Posteriormente se recuperó, y en las primeras décadas del siglo XVI el imperio otomano logró alcanzar su máxima expansión, incorporando Siria y Egipto como resultado de las guerras de Selim I contra los mamelucos (1514-1520). Este sultán también logró anexionarse Arabia y ser reconocido en Argelia, por lo cual el imperio pasaba a abarcar inmensos territorios que incluían buena parte del mundo islámico. El poderío otomano no sería frenado hasta varias décadas después, cuando sus ambiciones marítimas por el Mediterráneo les lleve al enfrentamiento con la Santa Liga y España, del que saldrán derrotados (batalla de Lepanto, 1571). Pero ya desde la muerte de Solimán el Magnífico (1566) el sultanato daba señales de agotamiento, lo que supondría una infinidad de guerras civiles durante el siglo XVII, en las que mediaban los jenízaros como árbitros de la situación, manipulando a débiles soberanos.

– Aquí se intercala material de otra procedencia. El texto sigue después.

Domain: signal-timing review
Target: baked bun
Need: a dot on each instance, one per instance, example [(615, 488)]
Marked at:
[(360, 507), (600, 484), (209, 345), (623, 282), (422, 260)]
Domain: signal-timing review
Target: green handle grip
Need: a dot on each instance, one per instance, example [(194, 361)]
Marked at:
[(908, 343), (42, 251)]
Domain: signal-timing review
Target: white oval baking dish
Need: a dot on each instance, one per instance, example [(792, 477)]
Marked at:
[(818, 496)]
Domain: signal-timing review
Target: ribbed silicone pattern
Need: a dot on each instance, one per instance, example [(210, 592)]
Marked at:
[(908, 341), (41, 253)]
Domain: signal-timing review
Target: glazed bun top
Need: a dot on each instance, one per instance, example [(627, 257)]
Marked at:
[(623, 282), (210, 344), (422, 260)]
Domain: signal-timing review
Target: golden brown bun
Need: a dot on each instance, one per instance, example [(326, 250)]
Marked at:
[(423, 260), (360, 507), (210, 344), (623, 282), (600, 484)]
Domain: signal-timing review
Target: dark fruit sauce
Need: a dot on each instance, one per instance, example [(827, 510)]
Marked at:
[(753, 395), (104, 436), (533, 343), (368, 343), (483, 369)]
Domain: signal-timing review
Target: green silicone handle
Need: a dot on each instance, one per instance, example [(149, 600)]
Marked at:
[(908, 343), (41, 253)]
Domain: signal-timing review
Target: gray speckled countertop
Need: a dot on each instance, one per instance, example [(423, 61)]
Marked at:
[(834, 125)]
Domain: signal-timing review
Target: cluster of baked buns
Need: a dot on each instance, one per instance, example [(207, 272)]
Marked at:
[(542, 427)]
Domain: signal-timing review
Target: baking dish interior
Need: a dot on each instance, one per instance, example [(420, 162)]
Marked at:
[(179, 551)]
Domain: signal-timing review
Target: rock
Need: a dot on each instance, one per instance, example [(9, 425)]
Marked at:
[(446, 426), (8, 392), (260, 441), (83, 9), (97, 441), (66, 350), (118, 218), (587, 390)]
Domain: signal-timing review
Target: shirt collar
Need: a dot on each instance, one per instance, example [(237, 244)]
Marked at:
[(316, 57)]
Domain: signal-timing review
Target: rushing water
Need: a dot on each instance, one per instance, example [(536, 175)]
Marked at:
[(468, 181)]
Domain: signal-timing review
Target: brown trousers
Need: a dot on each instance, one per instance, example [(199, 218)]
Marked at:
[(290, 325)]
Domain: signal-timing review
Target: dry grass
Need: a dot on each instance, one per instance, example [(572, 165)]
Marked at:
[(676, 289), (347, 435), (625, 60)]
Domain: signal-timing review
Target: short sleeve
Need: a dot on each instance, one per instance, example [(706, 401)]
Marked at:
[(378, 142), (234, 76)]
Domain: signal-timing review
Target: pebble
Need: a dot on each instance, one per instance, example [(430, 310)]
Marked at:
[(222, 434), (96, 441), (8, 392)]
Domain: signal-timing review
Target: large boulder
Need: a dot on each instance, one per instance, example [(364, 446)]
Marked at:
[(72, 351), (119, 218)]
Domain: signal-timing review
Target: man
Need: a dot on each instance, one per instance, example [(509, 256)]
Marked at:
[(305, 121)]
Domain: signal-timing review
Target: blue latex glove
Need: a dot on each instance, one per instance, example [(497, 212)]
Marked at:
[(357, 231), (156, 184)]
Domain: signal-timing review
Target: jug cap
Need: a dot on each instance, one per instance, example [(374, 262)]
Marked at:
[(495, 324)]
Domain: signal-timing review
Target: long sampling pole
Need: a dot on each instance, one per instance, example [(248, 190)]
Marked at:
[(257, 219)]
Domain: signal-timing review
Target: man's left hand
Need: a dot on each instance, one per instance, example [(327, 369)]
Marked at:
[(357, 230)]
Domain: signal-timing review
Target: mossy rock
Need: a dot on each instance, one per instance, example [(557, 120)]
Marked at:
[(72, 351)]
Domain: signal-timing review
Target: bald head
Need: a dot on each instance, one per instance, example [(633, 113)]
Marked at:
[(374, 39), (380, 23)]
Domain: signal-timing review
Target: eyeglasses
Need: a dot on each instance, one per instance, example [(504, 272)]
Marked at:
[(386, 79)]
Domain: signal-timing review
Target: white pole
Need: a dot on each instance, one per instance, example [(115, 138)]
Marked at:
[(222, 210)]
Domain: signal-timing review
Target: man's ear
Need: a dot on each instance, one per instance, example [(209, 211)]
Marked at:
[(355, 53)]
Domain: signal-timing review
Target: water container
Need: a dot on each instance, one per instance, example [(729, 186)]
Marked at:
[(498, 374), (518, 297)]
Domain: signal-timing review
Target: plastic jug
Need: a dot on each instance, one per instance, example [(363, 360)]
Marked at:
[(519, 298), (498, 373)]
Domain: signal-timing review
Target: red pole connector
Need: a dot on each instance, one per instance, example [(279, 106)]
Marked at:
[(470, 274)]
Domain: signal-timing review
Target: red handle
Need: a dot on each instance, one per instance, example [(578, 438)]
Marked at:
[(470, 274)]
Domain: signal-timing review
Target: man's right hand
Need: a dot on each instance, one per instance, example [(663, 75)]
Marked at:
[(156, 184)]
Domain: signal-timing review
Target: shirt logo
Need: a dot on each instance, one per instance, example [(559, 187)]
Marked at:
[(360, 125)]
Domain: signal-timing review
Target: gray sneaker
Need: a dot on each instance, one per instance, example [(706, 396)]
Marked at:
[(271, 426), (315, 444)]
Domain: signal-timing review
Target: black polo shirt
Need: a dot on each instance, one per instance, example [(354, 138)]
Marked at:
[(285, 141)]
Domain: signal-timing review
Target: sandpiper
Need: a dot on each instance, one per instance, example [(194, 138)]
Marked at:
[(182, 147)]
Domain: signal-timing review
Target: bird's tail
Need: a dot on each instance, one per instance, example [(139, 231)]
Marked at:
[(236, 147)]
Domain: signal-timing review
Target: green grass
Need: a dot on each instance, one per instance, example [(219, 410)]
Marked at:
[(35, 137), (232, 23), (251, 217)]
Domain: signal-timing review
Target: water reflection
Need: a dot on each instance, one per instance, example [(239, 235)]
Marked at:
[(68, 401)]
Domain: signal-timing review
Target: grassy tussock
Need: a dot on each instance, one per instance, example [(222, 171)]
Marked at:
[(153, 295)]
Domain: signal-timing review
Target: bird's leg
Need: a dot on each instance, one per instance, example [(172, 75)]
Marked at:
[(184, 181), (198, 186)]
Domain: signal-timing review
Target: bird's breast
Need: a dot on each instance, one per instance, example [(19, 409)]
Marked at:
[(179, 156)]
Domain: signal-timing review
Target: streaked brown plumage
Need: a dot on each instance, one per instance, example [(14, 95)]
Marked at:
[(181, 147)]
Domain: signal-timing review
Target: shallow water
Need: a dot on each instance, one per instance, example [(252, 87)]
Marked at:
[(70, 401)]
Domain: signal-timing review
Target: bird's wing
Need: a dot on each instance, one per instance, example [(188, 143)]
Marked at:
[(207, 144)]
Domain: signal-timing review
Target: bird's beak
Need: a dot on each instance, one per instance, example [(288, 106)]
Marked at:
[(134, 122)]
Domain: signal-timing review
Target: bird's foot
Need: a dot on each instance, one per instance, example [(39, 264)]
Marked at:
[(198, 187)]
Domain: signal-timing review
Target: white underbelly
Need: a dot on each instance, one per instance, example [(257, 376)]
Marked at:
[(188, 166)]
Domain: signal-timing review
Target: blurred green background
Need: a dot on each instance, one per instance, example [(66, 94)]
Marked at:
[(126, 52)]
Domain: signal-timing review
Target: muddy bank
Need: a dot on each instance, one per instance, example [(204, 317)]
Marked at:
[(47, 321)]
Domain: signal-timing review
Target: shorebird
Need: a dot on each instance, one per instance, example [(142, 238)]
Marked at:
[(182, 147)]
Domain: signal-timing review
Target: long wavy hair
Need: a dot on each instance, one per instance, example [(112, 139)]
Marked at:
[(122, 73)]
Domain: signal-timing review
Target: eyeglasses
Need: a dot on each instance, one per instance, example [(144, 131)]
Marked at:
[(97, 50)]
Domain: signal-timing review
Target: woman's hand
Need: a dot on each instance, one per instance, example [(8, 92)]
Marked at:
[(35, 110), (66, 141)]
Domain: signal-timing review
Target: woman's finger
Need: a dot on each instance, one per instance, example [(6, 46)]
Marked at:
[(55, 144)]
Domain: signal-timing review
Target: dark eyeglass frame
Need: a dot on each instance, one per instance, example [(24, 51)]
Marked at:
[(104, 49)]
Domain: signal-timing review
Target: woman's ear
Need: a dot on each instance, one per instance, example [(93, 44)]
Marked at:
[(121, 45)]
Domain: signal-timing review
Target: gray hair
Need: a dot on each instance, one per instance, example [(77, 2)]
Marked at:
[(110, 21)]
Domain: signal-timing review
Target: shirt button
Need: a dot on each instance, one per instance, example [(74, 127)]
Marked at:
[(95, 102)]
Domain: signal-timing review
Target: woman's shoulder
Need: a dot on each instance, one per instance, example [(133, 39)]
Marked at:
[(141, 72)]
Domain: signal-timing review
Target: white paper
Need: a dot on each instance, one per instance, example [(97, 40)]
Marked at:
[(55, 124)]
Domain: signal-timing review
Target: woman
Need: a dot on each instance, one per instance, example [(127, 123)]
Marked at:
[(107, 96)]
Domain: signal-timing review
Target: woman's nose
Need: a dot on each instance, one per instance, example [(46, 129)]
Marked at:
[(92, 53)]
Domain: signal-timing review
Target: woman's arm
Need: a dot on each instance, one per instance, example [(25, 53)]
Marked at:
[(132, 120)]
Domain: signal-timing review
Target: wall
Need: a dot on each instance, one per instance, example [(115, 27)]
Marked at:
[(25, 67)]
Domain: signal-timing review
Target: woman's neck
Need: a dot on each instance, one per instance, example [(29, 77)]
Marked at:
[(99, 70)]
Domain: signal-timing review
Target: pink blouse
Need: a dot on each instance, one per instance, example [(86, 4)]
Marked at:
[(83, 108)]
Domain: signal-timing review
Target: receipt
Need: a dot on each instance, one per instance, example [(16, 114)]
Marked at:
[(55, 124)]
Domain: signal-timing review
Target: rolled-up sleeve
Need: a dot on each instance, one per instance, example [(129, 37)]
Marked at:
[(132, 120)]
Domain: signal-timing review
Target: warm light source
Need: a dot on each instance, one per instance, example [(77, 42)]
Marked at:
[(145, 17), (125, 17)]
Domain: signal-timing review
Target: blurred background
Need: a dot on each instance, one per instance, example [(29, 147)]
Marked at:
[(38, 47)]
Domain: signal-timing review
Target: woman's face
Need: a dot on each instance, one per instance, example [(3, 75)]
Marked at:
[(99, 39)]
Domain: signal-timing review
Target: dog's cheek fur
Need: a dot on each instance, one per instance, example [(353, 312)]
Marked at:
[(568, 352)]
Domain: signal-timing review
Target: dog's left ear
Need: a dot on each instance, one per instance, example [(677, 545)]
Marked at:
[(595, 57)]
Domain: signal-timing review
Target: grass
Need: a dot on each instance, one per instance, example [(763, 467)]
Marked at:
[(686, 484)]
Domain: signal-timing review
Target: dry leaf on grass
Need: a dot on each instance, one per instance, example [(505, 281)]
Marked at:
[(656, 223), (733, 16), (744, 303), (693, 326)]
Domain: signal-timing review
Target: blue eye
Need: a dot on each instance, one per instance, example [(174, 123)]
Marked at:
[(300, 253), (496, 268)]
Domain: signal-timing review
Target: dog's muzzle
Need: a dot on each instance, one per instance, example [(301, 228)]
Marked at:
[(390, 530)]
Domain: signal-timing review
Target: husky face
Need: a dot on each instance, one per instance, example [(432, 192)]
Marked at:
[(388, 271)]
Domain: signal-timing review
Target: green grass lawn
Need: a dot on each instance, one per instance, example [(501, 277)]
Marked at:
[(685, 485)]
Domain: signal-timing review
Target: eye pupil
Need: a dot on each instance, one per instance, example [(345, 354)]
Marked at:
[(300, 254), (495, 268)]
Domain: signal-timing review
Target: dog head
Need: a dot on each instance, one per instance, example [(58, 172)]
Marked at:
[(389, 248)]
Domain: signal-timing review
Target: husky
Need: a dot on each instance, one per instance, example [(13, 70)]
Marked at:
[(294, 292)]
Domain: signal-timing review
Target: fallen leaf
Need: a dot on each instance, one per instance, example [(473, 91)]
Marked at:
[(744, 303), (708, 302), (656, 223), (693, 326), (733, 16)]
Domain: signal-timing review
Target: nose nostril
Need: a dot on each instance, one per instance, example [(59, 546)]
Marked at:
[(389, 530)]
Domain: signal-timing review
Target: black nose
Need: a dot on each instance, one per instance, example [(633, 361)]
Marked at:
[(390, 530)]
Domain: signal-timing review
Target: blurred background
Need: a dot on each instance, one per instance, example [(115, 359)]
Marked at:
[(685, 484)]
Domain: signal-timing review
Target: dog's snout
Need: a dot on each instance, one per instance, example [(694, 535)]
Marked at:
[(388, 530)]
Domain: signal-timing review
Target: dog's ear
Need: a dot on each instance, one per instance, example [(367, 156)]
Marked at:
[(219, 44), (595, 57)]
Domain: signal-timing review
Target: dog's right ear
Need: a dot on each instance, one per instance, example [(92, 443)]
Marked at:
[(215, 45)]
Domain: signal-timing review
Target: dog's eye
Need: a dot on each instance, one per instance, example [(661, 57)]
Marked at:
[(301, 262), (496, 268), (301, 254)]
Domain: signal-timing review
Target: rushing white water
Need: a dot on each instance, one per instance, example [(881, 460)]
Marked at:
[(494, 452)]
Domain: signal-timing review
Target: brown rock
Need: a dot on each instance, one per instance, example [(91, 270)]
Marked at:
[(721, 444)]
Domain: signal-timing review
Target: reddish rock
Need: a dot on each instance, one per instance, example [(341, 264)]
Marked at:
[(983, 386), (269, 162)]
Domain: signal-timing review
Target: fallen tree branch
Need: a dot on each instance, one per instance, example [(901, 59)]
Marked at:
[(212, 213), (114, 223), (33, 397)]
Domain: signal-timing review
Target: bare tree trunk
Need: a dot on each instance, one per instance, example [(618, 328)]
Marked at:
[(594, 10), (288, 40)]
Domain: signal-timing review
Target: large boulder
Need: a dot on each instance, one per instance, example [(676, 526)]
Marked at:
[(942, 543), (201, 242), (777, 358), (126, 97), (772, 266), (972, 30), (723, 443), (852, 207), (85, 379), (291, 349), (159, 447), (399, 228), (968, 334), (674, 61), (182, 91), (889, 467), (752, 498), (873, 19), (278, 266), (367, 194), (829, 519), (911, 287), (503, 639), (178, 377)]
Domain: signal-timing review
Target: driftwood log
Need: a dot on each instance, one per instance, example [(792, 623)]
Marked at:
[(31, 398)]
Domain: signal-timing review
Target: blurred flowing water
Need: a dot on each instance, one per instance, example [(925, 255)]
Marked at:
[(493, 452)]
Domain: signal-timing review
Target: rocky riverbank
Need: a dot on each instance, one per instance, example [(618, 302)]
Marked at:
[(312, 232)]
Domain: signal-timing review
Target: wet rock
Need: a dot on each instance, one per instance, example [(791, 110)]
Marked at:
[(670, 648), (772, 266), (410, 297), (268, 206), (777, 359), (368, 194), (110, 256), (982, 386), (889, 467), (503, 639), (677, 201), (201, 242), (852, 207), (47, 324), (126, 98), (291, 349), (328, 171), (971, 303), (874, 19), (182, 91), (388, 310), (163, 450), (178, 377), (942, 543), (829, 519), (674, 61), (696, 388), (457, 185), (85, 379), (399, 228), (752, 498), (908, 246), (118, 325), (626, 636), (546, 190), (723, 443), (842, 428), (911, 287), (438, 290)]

En adelante, los otomanos se cerraron en la nostalgia de su antigua grandeza y rechazaron toda influencia que llegase de Europa. Sus ejércitos fueron sucesivamente derrotados, y su último intento de expansión sobre Occidente, el asedio de Viena de 1683, resultó en un fracaso. El imperio seguía siendo, no obstante, inmenso, pero no fue hasta finales del siglo XVIII cuando se tomó conciencia de la necesidad de introducir reformas, desde el reinado de Selim III (1789-1807). Se anuló el poder de los jenízaros mediante un meditado golpe en 1826, pero esto vino acompañado de la debilidad del ejército y la independencia de importantes regiones, como Grecia, Egipto, y la autonomía para Valaquia, Serbia y Moldavia. Las cosas empeoraron a lo largo del siglo XIX, con el intervencionismo de las potencias extranjeras y la incapacidad de crear un ejército moderno.
La inestabilidad fue patente en el resto de la historia del Imperio. El derroche de los sultanes resultó en el caos financiero, y la alineación del Imperio junto a las potencias centrales durante la I Guerra Mundial, el bando a la postre perdedor, supuso el golpe de gracia a una institución imperial obsoleta. En 1922 quedó abolido el sultanato y se proclamó la República de Turquía por el Presidente Kemal Ataturk.